Come to Stillness: Take a few minutes to allow your mind and heart to
be still before God.
Opening Prayer: Take, Lord, and receive all that I am and
have. You’ve given it all to me; I give
it all back to you. Do with me as you
want. Just give me your love and your
grace and that’s enough.
~St.
Ignatius
Scripture Reading for the Day: John 8:31-38
Reading for Reflection:
So much of the journey forward involves a
letting go of all that once brought us life.

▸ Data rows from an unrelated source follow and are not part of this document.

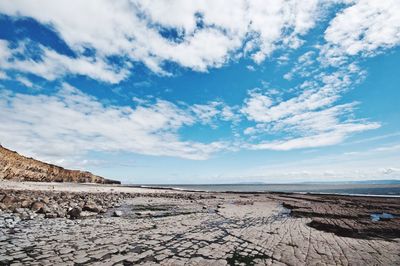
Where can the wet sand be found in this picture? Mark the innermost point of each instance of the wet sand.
(119, 225)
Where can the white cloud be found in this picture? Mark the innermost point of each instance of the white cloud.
(210, 33)
(71, 123)
(24, 81)
(53, 65)
(365, 27)
(309, 118)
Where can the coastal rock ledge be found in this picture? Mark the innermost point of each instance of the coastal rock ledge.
(16, 167)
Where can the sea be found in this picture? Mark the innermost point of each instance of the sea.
(314, 188)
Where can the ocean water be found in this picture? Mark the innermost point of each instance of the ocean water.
(353, 189)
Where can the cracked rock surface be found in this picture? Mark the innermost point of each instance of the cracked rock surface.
(182, 228)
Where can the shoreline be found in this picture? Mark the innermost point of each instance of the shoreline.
(258, 192)
(79, 224)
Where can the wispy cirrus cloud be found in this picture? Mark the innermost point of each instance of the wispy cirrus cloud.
(71, 123)
(197, 35)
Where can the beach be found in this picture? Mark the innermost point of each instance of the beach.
(97, 224)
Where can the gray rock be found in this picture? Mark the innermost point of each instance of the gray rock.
(117, 213)
(37, 206)
(75, 212)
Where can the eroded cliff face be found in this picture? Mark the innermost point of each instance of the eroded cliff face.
(14, 166)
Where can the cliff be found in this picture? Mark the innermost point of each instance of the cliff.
(14, 166)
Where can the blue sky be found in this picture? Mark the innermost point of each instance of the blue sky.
(204, 92)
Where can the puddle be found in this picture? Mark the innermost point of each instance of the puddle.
(375, 217)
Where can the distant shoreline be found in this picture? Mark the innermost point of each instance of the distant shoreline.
(172, 188)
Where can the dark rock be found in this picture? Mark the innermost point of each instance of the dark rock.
(91, 207)
(117, 213)
(50, 215)
(37, 206)
(25, 203)
(75, 212)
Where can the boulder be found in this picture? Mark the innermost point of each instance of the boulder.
(117, 213)
(91, 207)
(37, 206)
(75, 212)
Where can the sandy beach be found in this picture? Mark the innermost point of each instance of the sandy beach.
(77, 224)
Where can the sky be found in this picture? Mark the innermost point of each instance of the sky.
(190, 92)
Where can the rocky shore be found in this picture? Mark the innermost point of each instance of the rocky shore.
(130, 226)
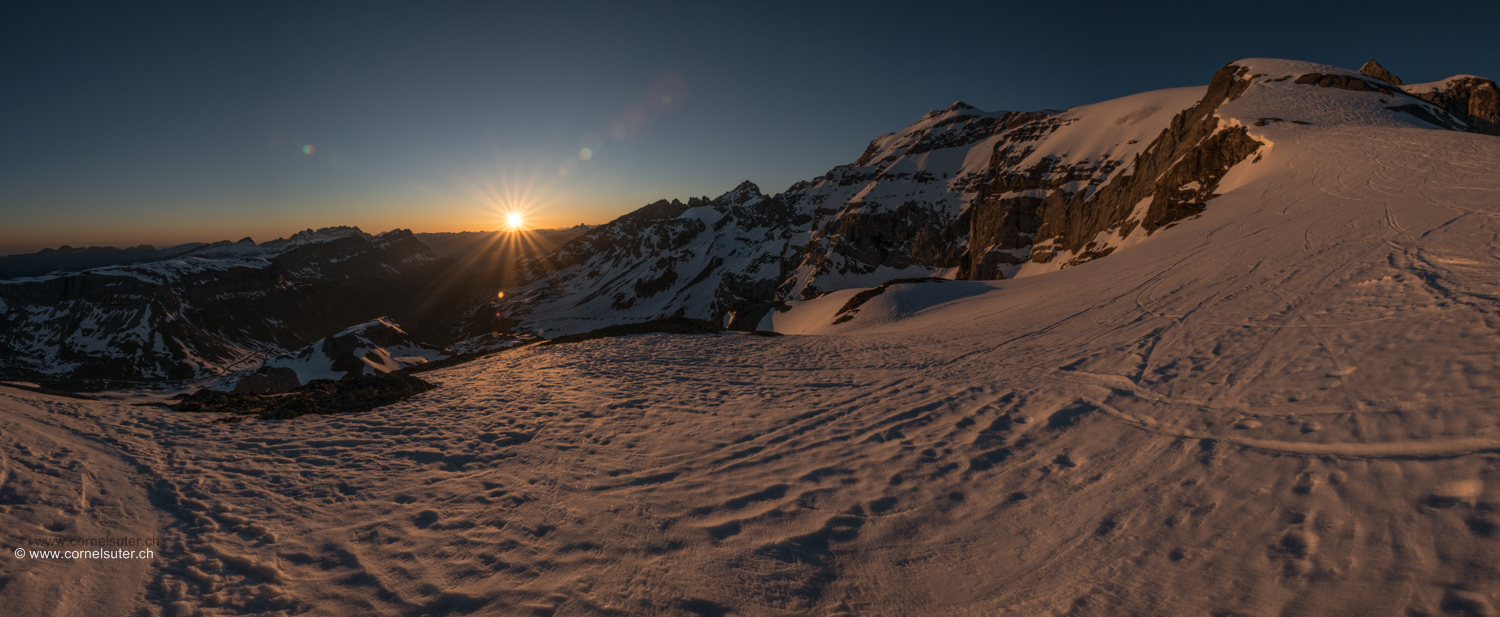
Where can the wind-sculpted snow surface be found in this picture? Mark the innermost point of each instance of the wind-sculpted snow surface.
(1283, 406)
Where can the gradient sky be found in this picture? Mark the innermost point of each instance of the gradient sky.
(170, 123)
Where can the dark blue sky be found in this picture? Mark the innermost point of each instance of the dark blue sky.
(170, 123)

We turn away from familiar abiding places of the heart, the false selves
we have lived out, the strengths we have used to make a place for ourselves and
all our false loves, and we venture forth in our hearts to trace the steps of
the One who said, “Follow me.” In a way,
it means that we stop pretending: that life is better than it is, that we are
happier than we are, that the false selves we present to the world are really
us. We respond to the Haunting, the
wooing, the longing for another life.
Pilgrim (Pilgrim’s Progress) begins his adventure toward
redemption with a twofold turning: a turning away from attachment and a turning
toward desire. He wanted life and so he
stuck his fingers in his ears and ran like a madman (“a fool,” to use Paul’s
term) in search of it. The freedom of
heart needed to journey comes in the form of detachment. As Gerald May writes
in Addiction and Grace,
Detachment
is the word used in spiritual tradition to describe freedom of desire. Not freedom from desire, but freedom of
desire…An authentic spiritual understanding of detachment devalues neither
desire nor objects of desire. Instead,
it “aims at correcting one’s own anxious grasping in order to free oneself for
committed relationship with God.”
According to Meister Eckhart, detachment “enkindles the heart,
awakens the spirit, stimulates our longings, and shows us where God is.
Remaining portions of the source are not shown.